Gestern erfuhr ich im Chat, dass eine portugiesische Abiturientin der Deutschen Schule Lissabon nun ihren Studienplatz der Medizin an der Universität Göttingen antreten wird. Sie schrieb, "in den letzten tagen habe ich angst davor gekriegt". Dies führte mich zu Gedanken, wie ich früher die Fremde erfahren habe.
Als ich mein Studium an der Universität Dar es Salaam (=UDSM) antrat, hatte ich keine Angst, sondern nur Neugier und gespannte Erwartung. Einen Kulturschock hatte offensichtlich eine meiner Mitreisenden, die auf der Taxifahrt vom Flughafen zur Universität einen Weinkrampf bekam. War das Elend mit seinen Slums und Squatters, das links und rechts von der Straße zu sehen war oder war es das Erkennen, das Partner und Familie fast unerreichbar waren?
Kommunikation war damals im Jahre 1988 im sozialistischem Land Tanzania ein echtes Problem. Ein funktionierendes Telefon zu finden, einen fairen Preis auszuhandeln und dann mit Echo und schlechter Stimme eine vertraute Stimme zu hören, erschien mir so irreal, dass ich während des ganzen Jahres es nie versuchte; erst einige Jahre später nutzte ich von Ghana ein Telefon -Zeitverzögerung und Echo machten telefonieren zu einen kuriosen Erlebnis. Mobiltelefonie und Internet waren noch nicht bekannt und so verblieben nur Briefe und Telegramme, wobei erstere nur eine 95-Prozent-Beförderungsgarantie (galt für beide Richtungen) hatten.
Ernüchternd kann im Nachhinein festgestellt werden, dass wir drei deutschen Studierenden jeweils unsere Partner durch Entfremdung verloren und nach diesem extremen Erlebnis eine Erneuerung der Beziehungen nach der Rückkehr nicht mehr möglich war.
Ich erlebte meinen Kulturschock nach meiner Rückkehr nach Hannover. Es dauerte Monate bis ich mich an die Geschwindigkeit des Verkehrs und der nie vorhandenen Zeit für ein Gespräch gewöhnt hatte. Es gab auch in Tanzania schnelle Autos und dicht befahrene Straßen, dass war aber in keiner Weise mit Deutschland zu vergleichen. Das man täglich an der UDSM mit mehreren Dutzend Menschen kurze Gespräche führte, erschien mir zunächst kein Verlust in Hannover, da es sich zumeist um höfliche Floskeln handelte. Doch plötzlich nur noch 2-3 Gespräche am Tag zu führen war irritierend.
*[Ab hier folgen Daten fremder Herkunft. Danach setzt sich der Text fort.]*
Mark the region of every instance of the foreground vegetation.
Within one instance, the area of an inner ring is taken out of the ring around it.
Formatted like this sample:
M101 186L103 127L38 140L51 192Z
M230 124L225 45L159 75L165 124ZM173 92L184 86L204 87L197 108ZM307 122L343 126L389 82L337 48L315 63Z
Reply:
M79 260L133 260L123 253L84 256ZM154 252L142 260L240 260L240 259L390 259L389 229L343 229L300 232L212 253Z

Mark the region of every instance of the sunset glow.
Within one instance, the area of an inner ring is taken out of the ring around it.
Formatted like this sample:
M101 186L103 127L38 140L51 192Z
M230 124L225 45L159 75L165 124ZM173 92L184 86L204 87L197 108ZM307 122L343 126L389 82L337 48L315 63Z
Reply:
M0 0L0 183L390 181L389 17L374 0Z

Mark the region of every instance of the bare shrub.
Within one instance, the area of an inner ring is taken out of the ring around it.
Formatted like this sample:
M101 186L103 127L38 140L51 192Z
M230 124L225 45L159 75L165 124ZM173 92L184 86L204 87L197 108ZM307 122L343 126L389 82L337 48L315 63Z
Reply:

Dennoch verstehe ich die angehende Mediziner, denn Sie verlässt den Ort ihrer Kindheit und Jugend. Als ich nach Tanzania aufbrach hatte ich bereits seit fast acht Jahren außerhalb der Familie an verschiedenen Orten gelebt.
1 Kommentar:
Wie du es weiBt habe ich mein Auslandsjahr vor einem Monat begonnen .Ich hatte auch keine Angst, natuerlich ist meine Situation ganz anders; lebe in einer Familie, Internet und Telefon existieren.Ich kenne einige die aber Angst hatten. Ich hatte keine Beziehung, hatte nichts zu verlieren.Ich habe mir aber schon Monate vor der Abfahrt den Moment vorgestellt als mir am Flughafen die Familie aus der Sicht verschwindet.Ich stellte es als etwas sehr positives vor, und das war es auch.Genau so war das mit dem ersten Tag in der Schule.Das neue, das unterschiedliche war ein herrliches Gefuehl.
Meine letzte Woche verbrachte ich mit feiern, Freunde treffen und dachte ziemlich wenig an die Abfahrt( und an zusammenpacken, was meine Mutter irritierte).
Das ist mein Erlebnis ueber das Beginn eines Auslandstudiums, und vielleicht ueber das Verlassen des Familiennestes.